Jedziemy dalej. Nad skarpą sandomierską stoi ceglany budynek w stylu gotyckim. Powstał w 1476 roku, a ufundował go, na potrzeby ośmiu księży misjonarzy, słynny historyk Jan Długosz. Obecnie mieści się tu Muzeum Diecezjalne z bogatymi zbiorami eksponatów sakralnych.

dom Długosza © niradhara


oboje lubimy muzea © niradhara


sala rzeżb © niradhara


Muzea lubię zwiedzać na własną rękę, bez przewodnika terkoczącego jak karabin maszynowy „na lewo to, na prawo tamto, idziemy dalej”. Tu trzeba nacieszyć oczy każdym detalem. Wyobrażam sobie kobiety, zakonnice pewnie, haftujące ornaty przy zimowym, słabym świetle. Czuję niemal, jak drętwieją im z zimna palce…

zbiory muzealne © niradhara


arcydzieło © niradhara


Przyglądam się długo każdemu eksponatowi. Cóż za niewiarygodna precyzja wykonania! Gdzieś pod czaszką wyświetla mi się obraz jednorazowych plastikowych kubków. Znów pojawia się dręczące mnie coraz częściej pytanie: co zostanie po nas?

kielich mszalny © niradhara


edytorów tekstówwtedy nie było © niradhara


Jednym z bardziej znanych sandomierskich zabytków jest pochodzący z XVII w. barokowy kościół św. Michała Archanioła. Najciekawszym elementem wnętrza jest ambona wykonana jako drzewo genealogiczne opatów benedyktyńskich począwszy od św. Benedykta.

kościół św. Michała Archanioła © niradhara


ołtarz główny © niradhara


ambona © niradhara


Szukamy jeszcze opisywanego w przewodnikach wąwozu Królowej Jadwigi. Znajdujemy do wreszcie, ale odstrasza nas zakaz wjazdu rowerów. Kierujemy się zatem w stronę Gór Pieprzowych. Nie dane jest nam jednak do nich dotrzeć. Chmury stają coraz czarniejsze i straszą ulewą. Zaczynamy strategiczny odwrót na camping.

w poszukiwaniu atrakcji turystycznych © niradhara


za chwilę zacznie sie ulewa © niradhara

magneticlife.eu because life is magnetic

bez napinki

Sobota, 16 lipca 2011 · Komentarze(27)

magneticlife.eu because life is magnetic

Dolina Kluczywody

Poniedziałek, 11 lipca 2011 · Komentarze(18)
Zachciało nam się romantycznych ruin… Mapa najbliższych okolic pokazuje, że na granicy rezerwatu Dolina Kluczywody znajdują się ruiny zamku rycerskiego z I poł. XIV wieku. Wsiadamy zatem z Piotrkiem na rowery i jedziemy po raz kolejny Doliną Prądnika. Ostatnio fotografowałam tu głównie skałki, dziś strzelam fotki zabytkowej już zabudowie.
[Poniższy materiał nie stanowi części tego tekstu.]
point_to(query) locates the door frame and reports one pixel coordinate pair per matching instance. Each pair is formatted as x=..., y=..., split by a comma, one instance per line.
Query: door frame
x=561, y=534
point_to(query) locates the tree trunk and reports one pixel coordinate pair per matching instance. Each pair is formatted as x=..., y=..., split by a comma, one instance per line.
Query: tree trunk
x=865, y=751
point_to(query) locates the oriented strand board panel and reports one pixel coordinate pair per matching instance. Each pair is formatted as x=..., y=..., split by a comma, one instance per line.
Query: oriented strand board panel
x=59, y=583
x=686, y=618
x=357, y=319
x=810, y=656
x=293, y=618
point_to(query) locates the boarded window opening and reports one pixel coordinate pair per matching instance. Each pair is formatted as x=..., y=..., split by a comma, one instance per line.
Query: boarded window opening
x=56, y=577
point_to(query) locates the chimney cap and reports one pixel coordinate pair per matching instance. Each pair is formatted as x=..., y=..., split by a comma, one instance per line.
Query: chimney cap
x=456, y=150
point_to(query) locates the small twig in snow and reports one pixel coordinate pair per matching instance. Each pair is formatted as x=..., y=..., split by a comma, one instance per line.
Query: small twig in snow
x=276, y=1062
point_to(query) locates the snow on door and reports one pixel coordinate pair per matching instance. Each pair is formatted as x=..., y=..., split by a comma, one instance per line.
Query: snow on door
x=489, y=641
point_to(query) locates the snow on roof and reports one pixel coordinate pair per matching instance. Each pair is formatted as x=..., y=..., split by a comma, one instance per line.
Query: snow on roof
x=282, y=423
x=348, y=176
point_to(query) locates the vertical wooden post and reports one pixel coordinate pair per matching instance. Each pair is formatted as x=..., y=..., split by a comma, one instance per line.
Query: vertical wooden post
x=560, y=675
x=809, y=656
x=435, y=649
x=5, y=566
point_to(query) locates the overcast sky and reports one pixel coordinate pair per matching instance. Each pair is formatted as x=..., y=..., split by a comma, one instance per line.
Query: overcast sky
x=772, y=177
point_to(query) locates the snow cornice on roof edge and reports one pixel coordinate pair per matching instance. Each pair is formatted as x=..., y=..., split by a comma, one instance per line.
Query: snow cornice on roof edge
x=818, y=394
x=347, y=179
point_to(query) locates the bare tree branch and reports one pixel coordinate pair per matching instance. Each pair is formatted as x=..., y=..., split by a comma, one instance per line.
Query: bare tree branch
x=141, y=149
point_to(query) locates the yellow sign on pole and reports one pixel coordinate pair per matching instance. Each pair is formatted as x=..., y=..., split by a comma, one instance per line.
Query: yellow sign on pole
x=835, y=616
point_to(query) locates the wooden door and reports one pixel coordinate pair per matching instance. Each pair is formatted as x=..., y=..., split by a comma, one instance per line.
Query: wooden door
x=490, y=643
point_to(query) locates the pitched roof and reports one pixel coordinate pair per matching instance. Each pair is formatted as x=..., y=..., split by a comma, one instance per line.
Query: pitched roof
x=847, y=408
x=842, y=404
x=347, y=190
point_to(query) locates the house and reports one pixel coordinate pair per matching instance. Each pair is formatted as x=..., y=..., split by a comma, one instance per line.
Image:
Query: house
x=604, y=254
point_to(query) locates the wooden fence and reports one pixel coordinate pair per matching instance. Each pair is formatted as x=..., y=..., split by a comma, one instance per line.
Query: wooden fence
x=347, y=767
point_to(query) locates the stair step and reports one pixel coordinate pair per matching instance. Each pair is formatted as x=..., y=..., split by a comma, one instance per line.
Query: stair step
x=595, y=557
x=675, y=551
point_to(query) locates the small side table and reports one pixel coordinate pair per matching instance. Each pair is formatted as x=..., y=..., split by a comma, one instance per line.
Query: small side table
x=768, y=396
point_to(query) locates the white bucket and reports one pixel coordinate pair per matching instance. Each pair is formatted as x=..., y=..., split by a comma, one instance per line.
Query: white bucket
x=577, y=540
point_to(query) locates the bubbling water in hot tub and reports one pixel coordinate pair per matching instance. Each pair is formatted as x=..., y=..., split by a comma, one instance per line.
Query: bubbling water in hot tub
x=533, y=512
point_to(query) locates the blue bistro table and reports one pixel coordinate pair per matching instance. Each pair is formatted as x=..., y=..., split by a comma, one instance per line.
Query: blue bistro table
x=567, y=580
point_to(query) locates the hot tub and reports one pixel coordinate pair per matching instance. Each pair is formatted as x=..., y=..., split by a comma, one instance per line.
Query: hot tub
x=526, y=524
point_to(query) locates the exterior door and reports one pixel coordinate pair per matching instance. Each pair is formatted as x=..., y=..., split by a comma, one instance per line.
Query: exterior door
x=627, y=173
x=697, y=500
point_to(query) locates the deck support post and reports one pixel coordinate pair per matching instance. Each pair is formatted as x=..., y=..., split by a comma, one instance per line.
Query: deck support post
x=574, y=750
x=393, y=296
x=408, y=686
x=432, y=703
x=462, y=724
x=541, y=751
Dolina Prądnika © niradhara


chatynka © niradhara


chatynka z reklamą © niradhara


chwila skupienia © niradhara


Na wysokości Bramy Krakowskiej skręcamy na czarny szlak rowerowy prowadzący w górę. Telepiemy się po kostce brukowej. Nie ma jednak co narzekać. Chłodny cień lasu, wznoszące się przy drodze skały sprawiają, że trasa jest naprawdę urocza. Aż dziw, że jesteśmy jedynymi rowerzystami, którzy się tu zapuścili.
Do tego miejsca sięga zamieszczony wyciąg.